The Journal of Clinical Endocrinology & Metabolism Vol. 93, No. 11 4553
Copyright © 2008 by The Endocrine Society
Announcement and Resource |
Erratum
In the article "Retinoic acid and retinoid X receptors are differentially expressed in thyroid cancer and thyroid carcinoma cell lines and predict response to treatment with retinoids" by Bryan R. Haugen, Lori Lee Larson, Umarani Pugazhenthi, William R. Hays, Joshua P. Klopper, Cynthia A. Kramer and Vibha Sharma (J Clin Endo Metab 89: 272–280, 2004), the authors recently confirmed to the best of their ability that BHP 5-16, BHP 14-9 and BHP 17-10 match the short tandem repeat (STR) profile of the NPA-87 cell line.
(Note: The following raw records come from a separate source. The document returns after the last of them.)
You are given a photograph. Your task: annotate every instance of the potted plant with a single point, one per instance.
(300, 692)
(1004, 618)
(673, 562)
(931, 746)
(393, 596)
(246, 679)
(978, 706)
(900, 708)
This, in turn, matches the STR profile of the melanoma cell line M14. Therefore, the authors believe the BHP cell lines are actually sublines derived from the M14 melanoma cell line as described in the paper by Schweppe et al, "DNA Profiling Analysis of 38 Human Thyroid Cancer Cell Lines Reveals Cross-Contamination Resulting in Cell Line Redundancy and Misidentification," (J Clin Endo Metab 93: 4331–4341). Additionally, DRO-90 matches the STR profile of A375 and is believed to be a subline of this melanoma-derived cell line. MRO-87 matches the STR profile of ARO-81 (a cell line not addressed in this manuscript), which matches the profile of HT-29, a colon cancer cell line. Thus, MRO-87 likely represents a subline of the HT-29 colon cancer cell line. Finally, BHP 2-7, BHP 7-13 and BHP 10-3 have STR profiles that match the papillary thyroid cancer-derived cell line TPC-1. TAD-2 and WRO-82 are believed to be of thyroid cell origin, as described in the manuscript. The authors believe the results are relevant given that retinoid and rexinoid receptors are molecular targets for novel cancer therapies that have been described in many poorly differentiated carcinomas.